Having fewer people empowered is not going to end wars. - Olivia Bradstreet, 15, unschooled
We discuss politics and current events in our home pretty much around the clock and this certainly ramps up during a presidential election year. Maine is also, again, voting on equal marriage, so that's on our minds as well (we're for it, and we voted early). This year, however, we have social media and the kids are now teens. So they are reading and digesting political commentary on their own-though the reading Olivia does on Tumblr has a decidedly feminist social justice perspective that most mainstream media does not promote. They've witnessed and have even participated in a few social media scuffles; debates with friends on third party candidates, the lesser of two evils position, who's pro or anti all the things we care about.
One recent morning we were discussing such a running Facebook conversation and there was this idea being debated that since both candidates were pro-war, we must all vote our conscience and vote third party, splitting the vote for the most viable candidates be damned (that lesser of two evils argument). My family's position is that there is indeed a candidate who is not only viable, but will help ensure that people will be granted civil rights, have their reproductive and sexual health protected, that is cognizant of and has already helped those who live with food and housing insecurity, the uninsured and those with costly or chronic medical needs.
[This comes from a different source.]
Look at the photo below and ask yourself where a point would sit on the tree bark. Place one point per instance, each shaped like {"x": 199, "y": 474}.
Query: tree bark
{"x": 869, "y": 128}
We want the
So we had some people saying that voting third party was the only right way to go and then there was the group, like us, arguing that this vote was too important to give to a third party candidate, precisely because of the rights and very lives of people everywhere, that are at stake during this election and for years after. During the arguments, the use of drones and the military actions taken by the current administration were called into question, justifiably.
So much is at stake, however. The next president will be appointing up to four Supreme Court Justices, and the outcome of this election will have a domino effect on people for generations to come. We need people who have their basic human rights met, who have civil liberties, because as Olivia put it so succinctly one morning, "having fewer people empowered isn't going to end wars."
Like Olivia, I, too, think that people who are no longer struggling, who enjoy civil liberties, who have a voice and exercise it, we are people who begin to think outside our lives, who begin to take action and call into question, policies that are destructive and immoral. We are people who might even lend support to third party candidates years before an election, working for campaigns, even running for office ourselves.
By far the most important thing you can do today, if you have not already, is vote. Please vote. Exercise your right, your privilege, and make history.